How Safe is your Schema?

By Michael Kay on July 22, 2023 at 12:00p.m.

When you validate a document, you expect to set the rules for what it can contain. If you specify that your nesting box can only contain wrens and robins, you don't want any cuckoos in there.

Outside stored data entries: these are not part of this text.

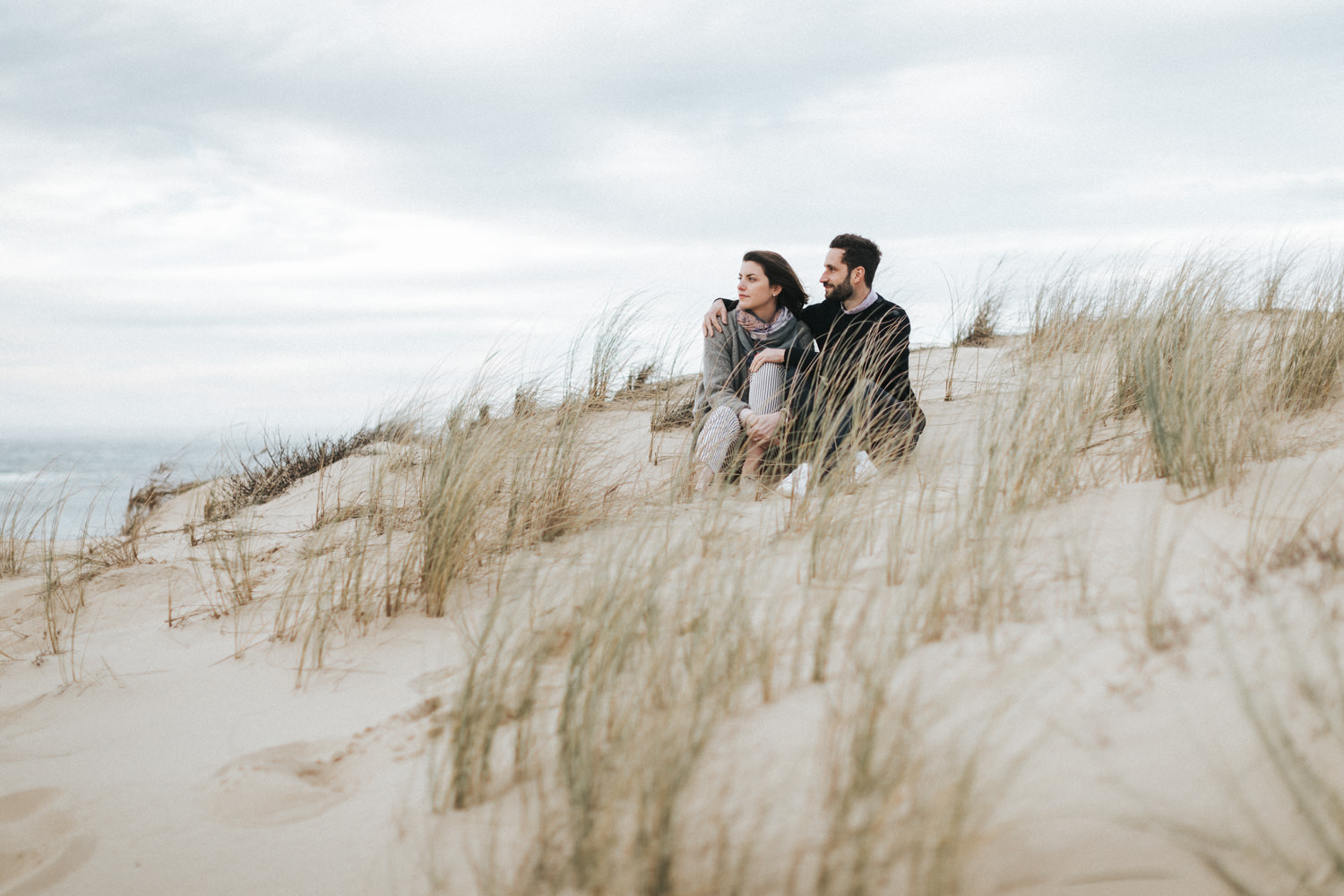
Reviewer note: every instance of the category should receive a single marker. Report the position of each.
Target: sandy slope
(174, 754)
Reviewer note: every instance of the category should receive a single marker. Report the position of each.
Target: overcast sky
(292, 214)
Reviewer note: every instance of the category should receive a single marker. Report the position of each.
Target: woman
(731, 395)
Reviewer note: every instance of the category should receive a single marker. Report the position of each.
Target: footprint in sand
(40, 841)
(298, 780)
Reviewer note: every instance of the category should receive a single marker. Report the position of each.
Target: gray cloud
(193, 172)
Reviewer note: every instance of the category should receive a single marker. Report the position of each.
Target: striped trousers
(722, 427)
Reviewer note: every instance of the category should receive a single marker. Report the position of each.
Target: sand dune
(918, 699)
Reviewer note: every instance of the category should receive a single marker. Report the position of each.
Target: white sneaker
(796, 484)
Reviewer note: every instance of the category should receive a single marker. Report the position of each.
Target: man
(859, 374)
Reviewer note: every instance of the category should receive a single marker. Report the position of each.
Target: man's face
(835, 277)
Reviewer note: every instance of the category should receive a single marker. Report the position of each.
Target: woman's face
(754, 292)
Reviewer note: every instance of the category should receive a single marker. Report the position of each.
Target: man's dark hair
(859, 253)
(780, 273)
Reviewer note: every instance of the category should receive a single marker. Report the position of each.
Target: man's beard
(840, 292)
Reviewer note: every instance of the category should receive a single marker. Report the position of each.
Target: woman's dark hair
(779, 273)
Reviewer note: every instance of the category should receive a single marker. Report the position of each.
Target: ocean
(88, 478)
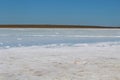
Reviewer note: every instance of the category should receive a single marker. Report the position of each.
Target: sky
(60, 12)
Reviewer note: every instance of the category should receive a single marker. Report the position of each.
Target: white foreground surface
(80, 62)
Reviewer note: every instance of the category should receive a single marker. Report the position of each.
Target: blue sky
(75, 12)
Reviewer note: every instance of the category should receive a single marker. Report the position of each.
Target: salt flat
(80, 62)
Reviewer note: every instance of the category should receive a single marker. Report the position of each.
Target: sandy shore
(60, 63)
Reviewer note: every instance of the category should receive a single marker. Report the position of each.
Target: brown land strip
(55, 26)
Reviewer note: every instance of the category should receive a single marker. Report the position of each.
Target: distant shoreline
(56, 26)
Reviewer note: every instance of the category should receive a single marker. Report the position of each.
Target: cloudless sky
(75, 12)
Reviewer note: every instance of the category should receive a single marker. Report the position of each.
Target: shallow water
(13, 37)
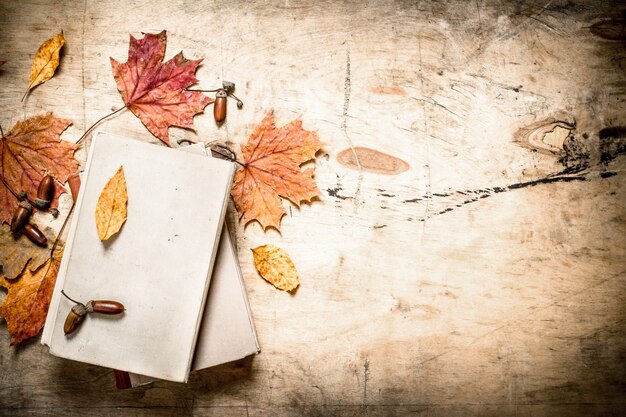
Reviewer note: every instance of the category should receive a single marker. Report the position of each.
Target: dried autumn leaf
(32, 148)
(276, 267)
(46, 61)
(111, 206)
(154, 90)
(16, 253)
(272, 159)
(26, 304)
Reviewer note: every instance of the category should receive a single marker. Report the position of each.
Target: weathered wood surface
(487, 279)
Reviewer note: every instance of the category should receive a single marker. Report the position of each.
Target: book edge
(53, 308)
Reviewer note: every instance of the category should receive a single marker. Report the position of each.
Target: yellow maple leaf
(26, 304)
(46, 61)
(276, 267)
(111, 206)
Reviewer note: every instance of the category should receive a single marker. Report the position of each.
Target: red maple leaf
(272, 159)
(154, 90)
(31, 149)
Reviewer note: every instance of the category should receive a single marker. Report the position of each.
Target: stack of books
(172, 265)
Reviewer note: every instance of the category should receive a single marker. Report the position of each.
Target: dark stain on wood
(610, 29)
(395, 90)
(612, 143)
(545, 136)
(371, 160)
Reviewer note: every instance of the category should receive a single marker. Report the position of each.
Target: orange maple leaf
(272, 159)
(31, 149)
(154, 90)
(26, 304)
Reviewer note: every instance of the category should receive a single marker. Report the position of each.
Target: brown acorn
(45, 192)
(219, 107)
(80, 310)
(74, 318)
(105, 307)
(74, 182)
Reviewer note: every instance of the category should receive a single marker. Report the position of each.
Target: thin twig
(230, 158)
(68, 297)
(98, 121)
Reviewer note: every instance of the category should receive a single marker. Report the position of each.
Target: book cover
(159, 265)
(227, 330)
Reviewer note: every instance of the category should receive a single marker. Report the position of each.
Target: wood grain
(487, 279)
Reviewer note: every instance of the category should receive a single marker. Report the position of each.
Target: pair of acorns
(20, 222)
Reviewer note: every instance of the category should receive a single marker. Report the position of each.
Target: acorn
(74, 318)
(45, 192)
(21, 216)
(80, 310)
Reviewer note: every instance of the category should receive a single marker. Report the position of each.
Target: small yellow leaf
(111, 207)
(276, 267)
(46, 60)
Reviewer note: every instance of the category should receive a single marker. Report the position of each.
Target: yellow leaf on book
(276, 267)
(46, 61)
(111, 207)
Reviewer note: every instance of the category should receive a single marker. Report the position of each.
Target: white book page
(176, 205)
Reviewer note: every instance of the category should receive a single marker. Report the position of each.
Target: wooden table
(487, 279)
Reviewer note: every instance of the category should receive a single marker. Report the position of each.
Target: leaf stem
(26, 93)
(68, 297)
(96, 123)
(230, 158)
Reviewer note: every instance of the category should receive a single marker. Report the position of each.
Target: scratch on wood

So you write a schema nesting-box.xsd like this:

<xs:schema xmlns:xs="http://www.w3.org/2001/XMLSchema"
    elementFormDefault="qualified"
    attributeFormDefault="unqualified"
    version="1.1">
    
    <xs:element name="nesting-box" type="nesting-box-type"/>
    
    <xs:complexType name="nesting-box-type">
        <xs:choice minOccurs="0" maxOccurs="unbounded">
            <xs:element ref="wren"/>
            <xs:element ref="robin"/>
        </xs:choice>
    </xs:complexType>
    
    <xs:element name="wren" type="xs:string"/>
    <xs:element name="robin" type="xs:string"/>
</xs:schema>         
        

And you're now comfortable that any <nesting-box> that passes validation will look something like this:

<nesting-box>
   <wren>Nice!</wren>
   <robin>Nicer!</robin>
   <robin>Nicest!</robin>
</nesting-box>
        

You're wrong!

The following document also passes validation:

<nesting-box xsi:schemaLocation="cuckoo.ns cuckoo.xsd" 
               xmlns:xsi="http://www.w3.org/2001/XMLSchema-instance">
   <wren>Nice!</wren>
   <robin>Nicer!</robin>
   <robin>Nicest!</robin>
   <cuckoo xmlns="cuckoo.ns">Horrid!</cuckoo>
</nesting-box>
        

Here cuckoo.xsd is another schema document, like this:

<xs:schema xmlns:xs="http://www.w3.org/2001/XMLSchema"
    elementFormDefault="qualified"
    attributeFormDefault="unqualified"
    targetNamespace="cuckoo.ns"
    version="1.1">
    
    <xs:import schemaLocation="nesting-box.xsd"/>
    
    <xs:element name="cuckoo" type="xs:string"
       substitutionGroup="robin"/>
    
</xs:schema>
        

So you thought you were constraining what could appear in the document, and the user found a way past your defenses, submitting a document that your code probably can't handle.

Saxon does allow you to disable use of xsi:schemaLocation, but it's enabled by default. I'm inclined to think the default needs to be changed.